Poznań: odśnieżenie samochodu? Pani miała czas tylko na szyby
Opady śniegu wiążą się z koniecznością odśnieżania samochodów stojących na parkingach "pod chmurką". Jak się okazuje, rano nie wszyscy mają czas na dokładne pozbycie się śniegu z pojazdu. Niektórzy ograniczają się tylko do szyb...
- Chciałbym się z państwem podzielić ciekawym widokiem, po dzisiejszych opadach śniegu jedna z Pań naprawdę bardzo spieszyła się chyba do pracy, wystarczyło jej tylko czasu na odśnieżenie szyb - pisze Łukasz. - Szkoda, że nie jestem policjantem - chętnie wystawiłbym za coś takiego "bez kozery 500". Lenistwo nie zna granic.

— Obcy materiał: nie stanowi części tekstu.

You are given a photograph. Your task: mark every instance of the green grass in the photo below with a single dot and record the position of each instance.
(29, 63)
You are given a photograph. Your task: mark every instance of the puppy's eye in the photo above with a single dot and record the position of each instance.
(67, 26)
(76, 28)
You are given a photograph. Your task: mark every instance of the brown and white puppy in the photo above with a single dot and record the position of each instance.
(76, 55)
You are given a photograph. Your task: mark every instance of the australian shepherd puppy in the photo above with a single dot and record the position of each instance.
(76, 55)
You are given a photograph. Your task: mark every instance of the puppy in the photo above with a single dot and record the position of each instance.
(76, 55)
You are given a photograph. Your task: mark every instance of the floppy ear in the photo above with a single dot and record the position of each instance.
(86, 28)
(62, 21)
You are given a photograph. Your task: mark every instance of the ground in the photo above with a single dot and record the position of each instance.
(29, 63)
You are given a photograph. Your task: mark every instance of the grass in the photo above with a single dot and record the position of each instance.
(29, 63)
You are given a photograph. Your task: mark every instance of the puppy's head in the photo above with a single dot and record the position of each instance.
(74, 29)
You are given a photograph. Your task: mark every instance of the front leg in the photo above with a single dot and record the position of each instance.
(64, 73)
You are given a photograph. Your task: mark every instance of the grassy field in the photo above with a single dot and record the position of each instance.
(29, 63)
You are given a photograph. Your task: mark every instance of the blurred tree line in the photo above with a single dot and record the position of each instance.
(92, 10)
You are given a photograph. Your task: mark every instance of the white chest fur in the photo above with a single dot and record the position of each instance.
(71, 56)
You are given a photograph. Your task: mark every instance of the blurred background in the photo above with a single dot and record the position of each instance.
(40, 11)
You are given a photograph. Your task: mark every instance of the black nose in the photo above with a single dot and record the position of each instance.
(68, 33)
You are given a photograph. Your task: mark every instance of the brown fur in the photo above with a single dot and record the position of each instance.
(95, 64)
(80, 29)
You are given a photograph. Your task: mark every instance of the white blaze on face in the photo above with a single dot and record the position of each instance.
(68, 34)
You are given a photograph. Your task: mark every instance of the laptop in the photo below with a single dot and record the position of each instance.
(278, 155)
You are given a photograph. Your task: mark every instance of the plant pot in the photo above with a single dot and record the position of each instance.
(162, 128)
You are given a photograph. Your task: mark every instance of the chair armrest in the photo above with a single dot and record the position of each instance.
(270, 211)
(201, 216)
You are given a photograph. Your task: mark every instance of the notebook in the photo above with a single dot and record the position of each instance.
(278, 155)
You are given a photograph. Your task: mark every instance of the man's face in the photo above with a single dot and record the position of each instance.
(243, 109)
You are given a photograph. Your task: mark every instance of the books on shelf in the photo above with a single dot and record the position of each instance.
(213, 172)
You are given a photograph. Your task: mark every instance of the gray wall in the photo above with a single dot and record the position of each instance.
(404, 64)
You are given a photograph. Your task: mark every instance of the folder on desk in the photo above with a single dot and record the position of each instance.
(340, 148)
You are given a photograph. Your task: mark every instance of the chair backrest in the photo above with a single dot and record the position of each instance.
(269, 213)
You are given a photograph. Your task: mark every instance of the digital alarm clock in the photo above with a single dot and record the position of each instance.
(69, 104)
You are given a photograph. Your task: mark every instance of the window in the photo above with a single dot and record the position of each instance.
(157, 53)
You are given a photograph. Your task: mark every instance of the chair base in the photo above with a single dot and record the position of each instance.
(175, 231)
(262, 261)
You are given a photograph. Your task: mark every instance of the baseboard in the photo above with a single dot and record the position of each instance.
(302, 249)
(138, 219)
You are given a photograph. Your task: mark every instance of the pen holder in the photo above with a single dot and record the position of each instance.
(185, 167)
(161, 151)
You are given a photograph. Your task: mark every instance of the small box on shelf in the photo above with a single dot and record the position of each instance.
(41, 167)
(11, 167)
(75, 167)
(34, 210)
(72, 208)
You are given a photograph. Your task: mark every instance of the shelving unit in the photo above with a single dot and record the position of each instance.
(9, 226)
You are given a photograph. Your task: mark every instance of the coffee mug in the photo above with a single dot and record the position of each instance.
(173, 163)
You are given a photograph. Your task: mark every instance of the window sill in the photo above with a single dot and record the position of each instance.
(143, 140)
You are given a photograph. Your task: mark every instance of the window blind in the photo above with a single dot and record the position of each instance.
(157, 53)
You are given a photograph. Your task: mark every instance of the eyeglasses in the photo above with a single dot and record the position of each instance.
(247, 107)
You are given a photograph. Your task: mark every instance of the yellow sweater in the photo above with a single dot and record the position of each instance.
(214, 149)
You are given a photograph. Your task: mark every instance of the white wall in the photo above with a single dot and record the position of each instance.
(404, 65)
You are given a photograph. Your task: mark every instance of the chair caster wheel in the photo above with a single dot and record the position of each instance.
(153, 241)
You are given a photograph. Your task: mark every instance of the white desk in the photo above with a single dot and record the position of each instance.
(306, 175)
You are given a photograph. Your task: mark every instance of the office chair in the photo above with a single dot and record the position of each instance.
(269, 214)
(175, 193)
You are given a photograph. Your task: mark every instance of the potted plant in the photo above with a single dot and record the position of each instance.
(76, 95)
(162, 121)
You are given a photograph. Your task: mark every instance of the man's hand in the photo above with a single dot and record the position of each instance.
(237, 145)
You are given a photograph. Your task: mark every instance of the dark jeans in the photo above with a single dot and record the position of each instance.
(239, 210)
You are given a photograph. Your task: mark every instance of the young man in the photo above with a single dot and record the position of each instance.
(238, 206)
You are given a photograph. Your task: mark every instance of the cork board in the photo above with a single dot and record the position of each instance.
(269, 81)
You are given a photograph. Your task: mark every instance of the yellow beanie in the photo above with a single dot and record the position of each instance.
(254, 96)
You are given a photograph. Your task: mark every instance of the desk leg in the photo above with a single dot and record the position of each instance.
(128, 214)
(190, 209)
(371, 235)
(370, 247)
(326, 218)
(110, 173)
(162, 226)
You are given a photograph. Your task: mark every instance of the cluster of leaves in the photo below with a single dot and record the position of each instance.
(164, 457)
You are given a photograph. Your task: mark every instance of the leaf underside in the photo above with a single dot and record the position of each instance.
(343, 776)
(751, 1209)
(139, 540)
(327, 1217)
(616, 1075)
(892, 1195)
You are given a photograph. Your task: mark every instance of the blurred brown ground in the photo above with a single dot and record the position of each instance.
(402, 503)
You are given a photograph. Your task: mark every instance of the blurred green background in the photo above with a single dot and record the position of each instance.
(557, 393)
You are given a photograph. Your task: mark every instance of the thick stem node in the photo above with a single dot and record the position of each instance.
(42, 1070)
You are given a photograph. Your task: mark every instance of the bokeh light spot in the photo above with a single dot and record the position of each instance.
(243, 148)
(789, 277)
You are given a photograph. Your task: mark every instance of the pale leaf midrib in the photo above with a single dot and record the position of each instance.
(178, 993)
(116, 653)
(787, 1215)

Zdjęcie przodu nie odzwierciedla tego widoku na żywo, Pani zgarnęła śnieg z przedniej szyby na maskę i miała pięknego garba - dodaje.
Na widok takiego samochodu na ulicy można się roześmiać, ale na dobrą sprawę powinien to być śmiech przez łzy. Taki pojazd na drodze stanowi bowiem zagrożenie dla innych uczestników ruchu. Śnieg zalegający na dachu i masce może spaść w trakcie jazdy i dostać się na auto innego kierowcy np. ograniczając widoczność.
Za jazdę nieodśnieżonym autem grozi nam nawet 500 złotych mandatu. - Do 500 złotych postępowanie mandatowe jak się nic nie stanie - mówił w styczniu mł.insp. Józef Klimczewski, naczelnik poznańskiej drogówki. - Gorzej jak wydarzy się wypadek, bo wtedy jest postępowanie karne - dodał.